Your counsel on "show don't tell" has crossed my eyes and ears many times over the years. It's always helpful to be reminded of these basic guidelines for good story telling. I for one feel continually reminded as I write that it's not as easy as it looks or sounds.

The three words stand on their own. Your examples are spot on, but even if they were not, the value is in the diamond, not where one finds it.

----------


## bortleman

JC I like your logic.

----------


## MatthewFarlow

Frankly, I don't understand why this is so controversial. It's just advice. Take it if you've been convinced, leave it if you haven't.

----------


## Mutatis-Mutandis

> Frankly, I don't understand why this is so controversial. It's just advice. Take it if you've been convinced, leave it if you haven't.


This.

Certain posters here seem to have to dismantle anything and everything that isn't up to their intellectual standards.

----------


## bortleman

And they are fully within their rights to do so.

----------


## JCamilo

I supposed we could have all our own threads, where we can say anything we want and nobody replies. That would certainly build an interesting community. I will call It Blogs.

----------


## Mutatis-Mutandis

You can reply to blogs.  :Smile:

----------


## JCamilo

Oh,man... can I call it facebook then?

----------


## Mutatis-Mutandis

You can comment on FB postings...  :FRlol:  You can delete them, though, so it works!

----------


## AuntShecky

> What that editor was doing was not a service to literature. 
> 
> 
> But she *was* doing a service for readers who also may be tired of trite situations and clichés. (The situation wasn't trite when Kafka first used it, I hasten to add.)
> 
> 
> Joyce influence on modern fiction is due to Ulysses and Finnegans Wake. His short stories are good, but he is nowhere near influential those guys. He does not measure up with Chekhov, Borges or Kafka on modern short story and none of them go for Poe.
> 
> Says who?
> ...



I've put in four decades of doing just that -- how many more decades do you think I need?

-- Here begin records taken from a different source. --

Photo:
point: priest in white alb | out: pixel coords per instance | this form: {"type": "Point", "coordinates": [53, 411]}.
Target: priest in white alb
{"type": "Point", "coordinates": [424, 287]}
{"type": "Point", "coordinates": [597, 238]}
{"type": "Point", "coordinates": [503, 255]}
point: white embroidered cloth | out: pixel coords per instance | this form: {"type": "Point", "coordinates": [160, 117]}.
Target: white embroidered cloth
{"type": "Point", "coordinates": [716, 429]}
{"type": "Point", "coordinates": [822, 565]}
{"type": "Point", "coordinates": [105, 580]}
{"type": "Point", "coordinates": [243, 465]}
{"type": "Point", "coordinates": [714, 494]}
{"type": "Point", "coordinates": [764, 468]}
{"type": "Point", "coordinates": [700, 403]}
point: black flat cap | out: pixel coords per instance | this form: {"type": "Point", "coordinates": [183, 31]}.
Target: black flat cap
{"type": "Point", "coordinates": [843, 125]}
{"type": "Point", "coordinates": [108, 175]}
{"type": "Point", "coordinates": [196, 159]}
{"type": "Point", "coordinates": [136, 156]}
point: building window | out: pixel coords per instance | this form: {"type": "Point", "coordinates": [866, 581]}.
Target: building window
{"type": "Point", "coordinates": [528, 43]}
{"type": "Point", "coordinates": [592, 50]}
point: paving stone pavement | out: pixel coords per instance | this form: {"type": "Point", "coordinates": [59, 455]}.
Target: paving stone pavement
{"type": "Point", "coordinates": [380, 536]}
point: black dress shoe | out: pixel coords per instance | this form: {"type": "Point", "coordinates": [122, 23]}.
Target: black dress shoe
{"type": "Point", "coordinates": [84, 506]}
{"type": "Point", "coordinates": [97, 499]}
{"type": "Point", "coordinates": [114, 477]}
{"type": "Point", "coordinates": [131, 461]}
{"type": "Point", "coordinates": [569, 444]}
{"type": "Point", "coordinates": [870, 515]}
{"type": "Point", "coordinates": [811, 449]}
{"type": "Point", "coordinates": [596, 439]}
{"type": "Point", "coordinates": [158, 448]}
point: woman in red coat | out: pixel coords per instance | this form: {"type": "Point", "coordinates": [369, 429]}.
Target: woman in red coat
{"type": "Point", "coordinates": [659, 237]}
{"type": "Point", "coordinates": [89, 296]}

> Thank you, AuntShecky, for taking the time to write and present this example. I don't think anyone serious about learning to write can presume to dismiss good advise. 
> 
> Your counsel on "show don't tell" has crossed my eyes and ears many times over the years. It's always helpful to be reminded of these basic guidelines for good story telling. I for one feel continually reminded as I write that it's not as easy as it looks or sounds.
> 
> The three words stand on their own. Your examples are spot on, but even if they were not, the value is in the diamond, not where one finds it.



Thank you for this comment, firefangled.

The OP arose after spending nearly 4 years of reading several entries in the "Short Story Sharing" forum, and aside from the usual grammar and spelling errors, the most prevalent characteristic was that many (not all!) of the LitNet stories tend to "tell" more than they "show."

Who knew that posting three little words would be so gosh-darned threatening?

----------


## JCamilo

> But she was doing a service for readers who also may be tired of trite situations and clichés. (The situation wasn't trite when Kafka first used it, I hasten to add.)


No, she wasn't. She is just snobbing people and not doing her work. She could not explain those poor amateurs how they could be wrong, what they are doing better. She could actually be putting down some good author for refusing his work due to some first lines. And her reason is just ridiculous. There is a tirade about Balzac who had an assistent that stole one of his works. And Balzac was happy for him. Not sad at all. At this point this person should notice the mechanism of literature is filled with mentions, quoting, copy-pasting and writting like Kafka is hardly a signal of bad writting. The given editor would delight Borges because she would refuse him. 




> Says who?


The entire history of literature. Joyce short stories have nowhere the influential power and impact of Ulysses and Finnegans wake. They are hardly very inovative. Guys like Maupassant, Borges, Tchekhov, Poe are not only authors of the main short stories, the guys who are copied, the most reverenced, but also thinkers of the style of short story. Joyce did nothing of this. It is like, just because he has some nice poems, trying to ask according to whom he is not as influential as Yeats... 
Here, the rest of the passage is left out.